One little Web site about a batty lawsuit became the tech news hit of the year. And Internet research can help clear the next legal minefield too.
Open legal research isn't a phrase in law dictionaries. Law firms normally are secretive and keep everything very hush-hush. What we've been doing at Groklaw is pioneering work, what Open Source Risk Management's Daniel Egger called “a new kind of collaborative, real-time, you-can't-get-away-from-us legal resource”. The Internet makes it possible.
Like a lot of ideas that turn out really to work, it was supposed to be something else but morphed. When I started, it was only me, one geeky paralegal who didn't like what The SCO Group was trying to do to Linux and decided to help. SCO seemed to be pursuing a strategy of delaying any test of its claims in court, while at the same time maximizing fear, uncertainty and doubt about Linux. A lot of my early work was finding evidence to rebut SCO's public statements—anti-FUD, if you will. I also did detailed research that I hoped would be helpful and interesting.
Readers started to show up, first a trickle, then a flood. Groklaw today has more than 4,500 members and a readership in the millions. Some of the volunteers knew things I didn't, especially about the code issues, but they didn't realize what they knew was useful legally. I decided to show them how to do legal research and how to identify useful evidence, so I posted legal research guides and links to sites and explained terminology, such as “promissory estoppel” or “slander of title”, by quoting from lawyers and judges and providing links to more information.
Groklaw's readers include direct witnesses to or even central participants in events described in court filings and public statements. When SCOForum happened and the debate began on what the code was, I simply wrote to Dennis Ritchie and asked him. When SCO claimed to own C++, I wrote to its author, Dr Bjarne Stroustrup, and he denied it publicly. When they claimed the ABI files, Warrren Toomey from the UNIX Heritage Society wrote a rebuttal article. The experts are alive and able to testify.

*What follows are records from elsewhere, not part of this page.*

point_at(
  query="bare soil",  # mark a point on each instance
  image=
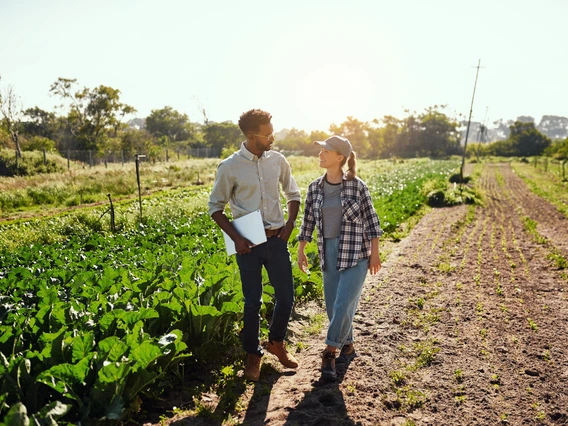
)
(466, 324)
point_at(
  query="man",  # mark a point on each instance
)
(249, 180)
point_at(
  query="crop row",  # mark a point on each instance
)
(91, 322)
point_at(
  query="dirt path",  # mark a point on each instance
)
(466, 324)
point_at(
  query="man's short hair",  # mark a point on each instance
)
(251, 120)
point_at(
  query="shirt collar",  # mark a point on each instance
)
(322, 179)
(249, 155)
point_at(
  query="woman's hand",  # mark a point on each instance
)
(302, 259)
(374, 263)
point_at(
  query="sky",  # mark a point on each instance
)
(310, 63)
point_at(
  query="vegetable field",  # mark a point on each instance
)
(93, 323)
(466, 324)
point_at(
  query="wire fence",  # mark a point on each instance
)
(95, 158)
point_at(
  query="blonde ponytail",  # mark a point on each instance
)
(351, 165)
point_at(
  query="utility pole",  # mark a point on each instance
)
(469, 122)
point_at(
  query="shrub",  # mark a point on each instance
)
(30, 164)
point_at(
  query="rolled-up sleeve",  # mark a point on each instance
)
(289, 186)
(221, 191)
(309, 221)
(369, 214)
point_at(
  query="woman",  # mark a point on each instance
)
(338, 205)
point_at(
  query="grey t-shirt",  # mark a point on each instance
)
(331, 209)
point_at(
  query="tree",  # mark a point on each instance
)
(559, 151)
(222, 135)
(315, 135)
(92, 112)
(295, 140)
(553, 126)
(527, 140)
(170, 123)
(11, 110)
(39, 123)
(357, 133)
(439, 136)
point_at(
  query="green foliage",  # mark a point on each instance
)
(524, 140)
(38, 143)
(169, 123)
(222, 135)
(93, 113)
(398, 194)
(30, 164)
(92, 319)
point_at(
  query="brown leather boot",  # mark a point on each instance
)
(285, 357)
(328, 372)
(252, 369)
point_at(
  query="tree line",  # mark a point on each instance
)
(95, 119)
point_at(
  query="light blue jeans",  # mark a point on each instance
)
(342, 290)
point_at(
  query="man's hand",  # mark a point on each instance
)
(285, 231)
(242, 245)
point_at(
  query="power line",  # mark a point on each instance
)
(469, 121)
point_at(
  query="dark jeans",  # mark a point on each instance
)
(275, 257)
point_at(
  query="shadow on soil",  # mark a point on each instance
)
(324, 405)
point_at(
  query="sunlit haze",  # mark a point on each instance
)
(310, 63)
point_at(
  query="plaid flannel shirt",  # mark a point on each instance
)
(359, 224)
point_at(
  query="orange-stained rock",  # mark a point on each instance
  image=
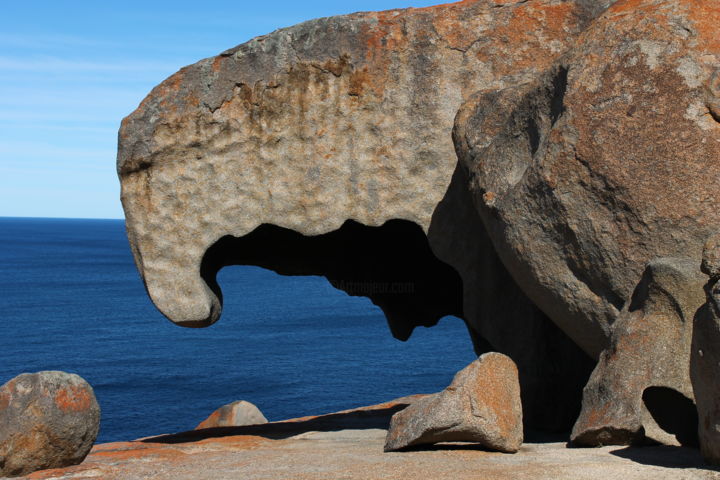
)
(482, 405)
(347, 120)
(234, 414)
(349, 445)
(47, 420)
(588, 174)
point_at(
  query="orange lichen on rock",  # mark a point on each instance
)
(73, 399)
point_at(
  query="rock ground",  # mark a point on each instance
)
(349, 445)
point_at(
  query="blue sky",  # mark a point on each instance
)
(71, 70)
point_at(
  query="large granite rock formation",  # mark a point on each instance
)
(47, 420)
(650, 347)
(326, 149)
(705, 363)
(482, 405)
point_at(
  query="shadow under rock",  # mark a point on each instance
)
(665, 456)
(351, 420)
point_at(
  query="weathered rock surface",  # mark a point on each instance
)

My volunteer Webmaster, Peter Roozemaal, switched Groklaw to Geeklog software and wrote some needed features to facilitate collaborative work. We have groups for different projects. I invite some to take on more responsibilities. “Dr Stupid”, for example, is my primary lieutenant now on all code articles.
One group tracks court postings of legal documents. Others go to the courthouse for paper-only exhibits, while another group OCRs, another proofreads and others research. Another group works on the quotation database, under Leif Jensen. Still another group transcribes press conferences and other events. IBM cited the group's Groklaw work in support of a motion it later won.
Attorneys, including Eben Moglen, Dan Ravicher, Mark Webbink, Dennis Karjala, Webster Knight, Lewis Mettler, Anupam Chander and others have helped with articles, interviews and behind-the-scenes news.
To offer one example of group research and interacting with living experts, one group of more than a dozen, led by Alex Roston, collected evidence showing that an important contributor to the Linux kernel was Tigran Aivazian, at the time an “old SCO” employee. He worked on some of the high-end functionality issues involved in the IBM case. Aivazian not only reviewed the draft of the Groklaw article, he went on the record that his contributions were with the knowledge and permission of his supervisor, explaining in writing that he “requested permission from Wendy (Development Director) before the release under GPL and she confirmed that SCO has no claims to this work whatsoever and has no objections to its release under GPL”.
Another group led by Frank Sorenson did an article on Linux ABI files, which in my opinion undercut SCO's ability to sue end users successfully. It was a research volunteer, Rand McNatt, who discovered that Novell was registering UNIX copyrights, a story Groklaw broke.
The whole SCO drama is really a “shot across the bow” for GNU/Linux, I believe, and I am sure more nothing-to-lose companies will launch suits against free/open-source code. I'm already looking beyond SCO in my research for OSRM and Groklaw.
We have begun a new project, the Unix History Timeline Project. OSRM is donating a portion of my time to it. This is a comprehensive oral history and documentation project covering the important events in the licensing and ownership history of UNIX. More than 30 other flavors of proprietary UNIX, other than AT&T's, are available. This is a call for anyone who wishes to send me whatever you think might be relevant.
We are determined to find and clear any potential minefields, if they exist. Within 48 hours of first announcing the project, we had more than 400 volunteers, including most of the published historians of UNIX and many of the people who actually contributed to UNIX in the first place. One wrote that I am now “the maintainer of the Linux anti-lawsuit kernel”. That's a good description of what our project is all about. It's a nice compliment as well.
I also have asked Dan Ravicher of the Public Patent Foundation to cover patents for Groklaw in the future. Our method obviously is well suited to finding prior art. If other attorneys wish to contribute to Groklaw, please contact me.
People are hungry to understand legal news, and they want to help. I believe open legal research works and that there will be many more projects like ours in the future. Groklaw is the proof of concept.